Contenu de la décision


 

MOTIFS DE DÉCISION

(TRADUCTION DE LA CRTESPF)

I.  Plainte devant la Commission

[1]  Le 7 novembre 2018, Christine Nemish (la « plaignante ») a déposé une plainte auprès de la Commission des relations de travail et de l’emploi dans le secteur public fédéral (la « Commission ») en vertu de l’art. 190 de la Loi sur les relations de travail dans le secteur public fédéral (L.C. 2003, ch. 22, art. 2; la « Loi ») dans laquelle elle allègue une violation de l’art. 187, qui vise le devoir de représentation équitable.

[2]  Les défendeurs nommés sont le Syndicat des employées et employés nationaux (SEN), Mary Anne Walker (vice‑présidente régionale, Ontario, SEN) et Kevin King (président national, SEN). Le SEN est une composante de l’agent négociateur, soit l’Alliance de la Fonction publique du Canada (AFPC). Dans la présente décision, l’AFPC sera désignée comme « la défenderesse ».

[3]  La plaignante a allégué que la défenderesse avait manqué à son devoir de la représenter équitablement, principalement en omettant de l’informer de manière adéquate de la date limite pour déposer un grief. L’AFPC a nié avoir agi de manière arbitraire, discriminatoire ou de mauvaise foi et a demandé que la plainte soit rejetée sans audience, car elle est hors délai et, subsidiairement, parce que la plaignante ne s’est pas acquittée du fardeau de la preuve en vertu de l’art. 187 de la Loi.

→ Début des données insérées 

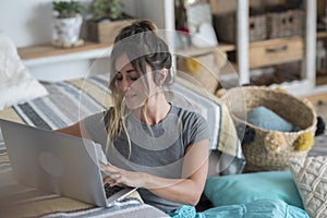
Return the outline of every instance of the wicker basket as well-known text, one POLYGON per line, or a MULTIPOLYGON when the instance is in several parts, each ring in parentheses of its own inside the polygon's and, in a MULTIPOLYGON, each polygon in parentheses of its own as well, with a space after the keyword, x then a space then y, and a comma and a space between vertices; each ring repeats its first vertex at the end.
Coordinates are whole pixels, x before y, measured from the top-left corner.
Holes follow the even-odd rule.
POLYGON ((267 13, 268 38, 280 38, 303 34, 303 10, 294 9, 283 12, 267 13))
MULTIPOLYGON (((214 14, 214 26, 218 40, 234 44, 237 40, 235 13, 214 14)), ((249 17, 249 40, 257 41, 267 38, 266 15, 251 15, 249 17)))
POLYGON ((226 92, 222 99, 230 106, 239 133, 244 135, 246 129, 254 133, 252 142, 242 143, 246 159, 245 171, 286 170, 290 158, 306 157, 313 140, 310 141, 306 150, 296 150, 294 145, 298 145, 303 135, 311 138, 315 135, 317 118, 308 100, 300 100, 284 92, 262 86, 231 88, 226 92), (247 123, 246 113, 259 106, 272 110, 301 128, 301 131, 267 131, 247 123))

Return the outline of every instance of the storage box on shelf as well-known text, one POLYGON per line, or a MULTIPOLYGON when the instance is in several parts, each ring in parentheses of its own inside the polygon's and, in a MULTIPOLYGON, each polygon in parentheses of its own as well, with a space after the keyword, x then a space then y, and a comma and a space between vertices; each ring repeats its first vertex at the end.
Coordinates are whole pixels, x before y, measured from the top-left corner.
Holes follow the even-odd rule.
POLYGON ((267 13, 268 38, 298 36, 304 33, 304 11, 300 9, 267 13))
MULTIPOLYGON (((218 40, 234 44, 237 41, 237 14, 214 14, 214 26, 218 40)), ((249 17, 249 40, 257 41, 267 38, 266 15, 258 14, 249 17)))
POLYGON ((108 21, 108 22, 87 22, 87 38, 100 44, 112 44, 119 31, 133 23, 135 20, 108 21))

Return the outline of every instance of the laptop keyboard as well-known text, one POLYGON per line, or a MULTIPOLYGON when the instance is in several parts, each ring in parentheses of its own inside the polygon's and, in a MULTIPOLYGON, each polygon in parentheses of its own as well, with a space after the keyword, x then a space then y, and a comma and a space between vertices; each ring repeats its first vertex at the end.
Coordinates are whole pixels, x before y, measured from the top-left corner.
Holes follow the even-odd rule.
POLYGON ((110 186, 109 183, 105 184, 105 192, 106 192, 106 197, 109 198, 110 196, 114 195, 116 193, 118 193, 119 191, 123 190, 124 187, 122 186, 110 186))

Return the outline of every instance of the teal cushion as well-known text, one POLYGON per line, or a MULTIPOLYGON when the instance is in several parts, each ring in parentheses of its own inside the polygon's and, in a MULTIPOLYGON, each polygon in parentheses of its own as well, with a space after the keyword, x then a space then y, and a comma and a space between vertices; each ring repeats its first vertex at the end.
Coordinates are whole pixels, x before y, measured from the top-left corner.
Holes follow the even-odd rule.
POLYGON ((263 106, 250 110, 247 112, 246 121, 264 130, 280 132, 293 131, 293 125, 291 123, 263 106))
POLYGON ((303 208, 290 171, 268 171, 208 178, 205 195, 214 206, 246 204, 256 199, 281 199, 303 208))
MULTIPOLYGON (((180 216, 181 217, 181 216, 180 216)), ((196 218, 310 218, 304 209, 288 205, 280 199, 257 199, 247 204, 219 206, 197 213, 196 218)))

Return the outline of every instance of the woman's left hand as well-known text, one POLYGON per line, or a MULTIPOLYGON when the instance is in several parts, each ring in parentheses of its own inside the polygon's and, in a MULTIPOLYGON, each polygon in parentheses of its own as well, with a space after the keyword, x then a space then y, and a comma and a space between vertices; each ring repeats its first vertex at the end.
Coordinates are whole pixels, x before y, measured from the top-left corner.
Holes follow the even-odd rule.
POLYGON ((100 167, 107 177, 104 183, 109 183, 111 186, 122 183, 131 187, 142 187, 144 185, 144 173, 123 170, 113 165, 102 165, 100 167))

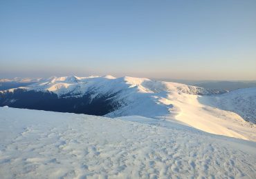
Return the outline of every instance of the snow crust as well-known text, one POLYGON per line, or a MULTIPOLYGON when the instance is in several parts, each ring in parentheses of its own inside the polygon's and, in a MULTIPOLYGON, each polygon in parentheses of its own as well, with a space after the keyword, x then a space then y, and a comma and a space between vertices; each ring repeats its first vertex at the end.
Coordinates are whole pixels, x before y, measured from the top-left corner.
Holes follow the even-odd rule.
POLYGON ((93 100, 111 96, 111 100, 118 105, 105 115, 107 117, 141 116, 165 119, 214 134, 256 141, 256 88, 216 94, 221 92, 145 78, 110 75, 51 77, 19 88, 51 92, 60 98, 91 94, 93 100))
POLYGON ((254 178, 256 143, 141 116, 0 107, 1 178, 254 178))

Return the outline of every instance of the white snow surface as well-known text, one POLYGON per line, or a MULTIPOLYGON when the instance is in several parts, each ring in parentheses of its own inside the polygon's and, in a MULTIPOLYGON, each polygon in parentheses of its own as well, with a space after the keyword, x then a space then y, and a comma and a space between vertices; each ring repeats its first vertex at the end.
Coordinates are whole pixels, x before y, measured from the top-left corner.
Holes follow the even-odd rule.
POLYGON ((256 141, 255 123, 246 121, 248 117, 255 119, 256 116, 256 88, 210 95, 218 92, 176 83, 111 75, 51 77, 19 88, 52 92, 60 98, 91 93, 93 100, 114 94, 113 100, 118 105, 107 117, 141 116, 166 119, 214 134, 256 141))
POLYGON ((256 143, 140 116, 0 107, 1 178, 255 178, 256 143))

[4]  Une audience a été tenue le 20 janvier 2020 afin de trancher la question du respect des délais.

II.  Résumé de la preuve

[5]  La plaignante était une employée nommée pour une durée déterminée à l’Agence fédérale de développement économique pour le Sud de l’Ontario (« FedDev »). Le 15 novembre 2017, elle a informé FedDev qu’elle exerçait un refus de travailler en vertu du Code canadien du travail (L.R.C. (1985), ch. L‑2) et qu’elle prenait un congé de maladie, prenant effet immédiatement, car elle avait été victime d’intimidation et de harcèlement de la part d’un collègue. Elle n’est retournée au travail que le 24 janvier 2018.

[6]  Le 16 novembre 2017, l’employeur a informé la plaignante qu’il avait déposé une demande auprès de la Commission de la sécurité professionnelle et de l’assurance contre les accidents du travail. Il a ajouté que tout congé qu’elle prendrait serait sans solde, qu’elle devrait utiliser tout congé payé ou congé de maladie non payé qui lui est disponible, et que toute absence continue serait considérée comme un congé de maladie sans solde, à moins que la demande ne soit approuvée.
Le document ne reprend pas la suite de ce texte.